Trust me, I am not petrified by pulverized pumpkin in my beer. When done right it can be pleasant. Pumpkins have a long history of being fermented and can add some nice nuance to a pint. What panics me is that brewers seem obsessed with pouring half the fucking spice rack into the brewpot, making the beers all about the pie spices and not the pumpkin’s fermentable pulp. What’s more perplexing is that these pumpkin prizes started appearing in July in some corners, prolonging the horror.

This year, I attempted to taste every pumpkin beer available — and persecuted my palate in the process.

Due to timing I wasn’t able to try them all — some will be arriving daily over the latter part of October — but for those wanting to do their own research, here is a list of the breweries with pumpkin beers in our market: Alley Kat, Brewsters, Brooklyn, Fernie, Grizzly Paw, Howe Sound, McAuslan, Mill Street, Parallel 49, Phillips, Rogue, St-Ambroise, Tree and Yukon.
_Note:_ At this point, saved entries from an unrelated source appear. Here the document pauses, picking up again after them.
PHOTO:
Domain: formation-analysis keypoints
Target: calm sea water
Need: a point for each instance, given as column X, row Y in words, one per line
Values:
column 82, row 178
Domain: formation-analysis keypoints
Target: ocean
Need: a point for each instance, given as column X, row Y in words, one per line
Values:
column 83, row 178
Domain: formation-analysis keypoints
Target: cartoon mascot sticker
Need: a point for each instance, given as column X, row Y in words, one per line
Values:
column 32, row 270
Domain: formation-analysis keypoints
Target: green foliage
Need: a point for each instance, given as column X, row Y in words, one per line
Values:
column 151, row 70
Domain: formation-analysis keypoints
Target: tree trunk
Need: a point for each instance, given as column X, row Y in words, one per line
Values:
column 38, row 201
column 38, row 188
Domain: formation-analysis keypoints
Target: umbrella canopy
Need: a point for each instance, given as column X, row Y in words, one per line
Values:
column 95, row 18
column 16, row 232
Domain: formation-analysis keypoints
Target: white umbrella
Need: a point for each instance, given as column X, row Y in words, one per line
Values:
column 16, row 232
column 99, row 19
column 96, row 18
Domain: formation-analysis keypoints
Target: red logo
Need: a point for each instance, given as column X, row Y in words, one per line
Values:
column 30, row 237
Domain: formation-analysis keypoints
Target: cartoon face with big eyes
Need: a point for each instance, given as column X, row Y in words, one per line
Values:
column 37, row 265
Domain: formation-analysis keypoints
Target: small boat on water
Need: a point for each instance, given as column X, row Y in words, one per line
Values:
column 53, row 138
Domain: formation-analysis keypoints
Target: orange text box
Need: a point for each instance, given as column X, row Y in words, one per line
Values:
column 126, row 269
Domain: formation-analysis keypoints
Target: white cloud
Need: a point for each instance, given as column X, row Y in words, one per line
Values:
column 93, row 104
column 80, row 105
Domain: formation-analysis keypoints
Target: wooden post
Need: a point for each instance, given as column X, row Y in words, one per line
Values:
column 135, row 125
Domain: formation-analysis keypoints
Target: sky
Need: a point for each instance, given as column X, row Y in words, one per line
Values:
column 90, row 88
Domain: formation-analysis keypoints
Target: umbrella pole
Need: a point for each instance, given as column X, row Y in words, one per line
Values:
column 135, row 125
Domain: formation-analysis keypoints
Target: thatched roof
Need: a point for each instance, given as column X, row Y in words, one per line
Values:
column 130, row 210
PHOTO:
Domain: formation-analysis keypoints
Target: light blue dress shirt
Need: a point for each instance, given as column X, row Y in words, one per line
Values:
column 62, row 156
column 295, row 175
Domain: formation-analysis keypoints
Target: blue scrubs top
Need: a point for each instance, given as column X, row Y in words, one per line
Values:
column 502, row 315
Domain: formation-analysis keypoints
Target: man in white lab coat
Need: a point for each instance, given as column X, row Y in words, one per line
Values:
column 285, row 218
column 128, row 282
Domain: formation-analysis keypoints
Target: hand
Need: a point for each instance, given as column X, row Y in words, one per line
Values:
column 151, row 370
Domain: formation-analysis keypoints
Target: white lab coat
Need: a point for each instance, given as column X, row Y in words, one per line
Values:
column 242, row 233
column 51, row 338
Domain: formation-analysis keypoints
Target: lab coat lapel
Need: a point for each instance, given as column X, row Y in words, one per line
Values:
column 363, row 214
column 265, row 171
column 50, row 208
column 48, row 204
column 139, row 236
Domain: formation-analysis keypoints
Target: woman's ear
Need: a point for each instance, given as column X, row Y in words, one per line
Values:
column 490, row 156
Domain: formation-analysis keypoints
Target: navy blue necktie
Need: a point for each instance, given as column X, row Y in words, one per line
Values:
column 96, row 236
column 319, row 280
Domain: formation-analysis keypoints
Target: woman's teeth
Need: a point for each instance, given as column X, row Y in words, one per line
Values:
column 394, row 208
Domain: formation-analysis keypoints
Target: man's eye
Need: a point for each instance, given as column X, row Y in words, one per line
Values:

Now, here are my picks from this year’s plethora of Biere de Gourds, and for the record, none left me pining for more:

Alley Kat’s Pumpkin Pie Spice Ale — The fact that this beer is brewed in Edmonton is the scariest thing about it. Thankfully it is an amber malt- and pumpkin pulp-forward ale with muted spices, making it one of the more solid offerings.

Howe Sound Pumpkineater Imperial Ale — This one has the highest alcohol content (eight per cent) of all pumpkin beers. This lightly spiced ale becomes better as you drink down the big one-litre bottle, but that could be the booze talking.

Parallel 49’s Schadenfreude Pumpkin Oktoberfest — Super scary packaging sells products this time of year, and this beer has it with a pumpkin-headed scarecrow in lederhosen. It’s also a hint of the two styles of beer this brewer blended — German Oktoberfest with some pumpkin pulp and a little too much nutmeg for me.

Grizzly Paw Jack O’Lantern Pumpkin Ale — Head brewer Michele Lowney roasted her own pumpkins and there is reportedly more pumpkin pulp in this beer than malt. I didn’t get a chance to try it by press time, but Canmore brews are always a pleasant escape from scary city beer.

Mill Street’s Nightmare on Mill Street — These guys have fall marketing down pat. What I like most about their Harvest Mix six-pack is they included three palatable pumpkin beers for sharing and three bottles of their solid seasonal Oktoberfest.

Coincidentally, if you’re ready to conclude your battle with the cinnamon, nutmeg and cloves, but aren’t quite ready to leave the pumpkin patch, the out-there artisan brewery Jolly Pumpkin made its entry into the Alberta market in late September. The Dexter, Michigan brewery barrel ages, sours and blends their beers, making for an interesting array of products that are available in very small quantities. Despite its name, there’s no pumpkin and, more importantly, no pie spice in sight.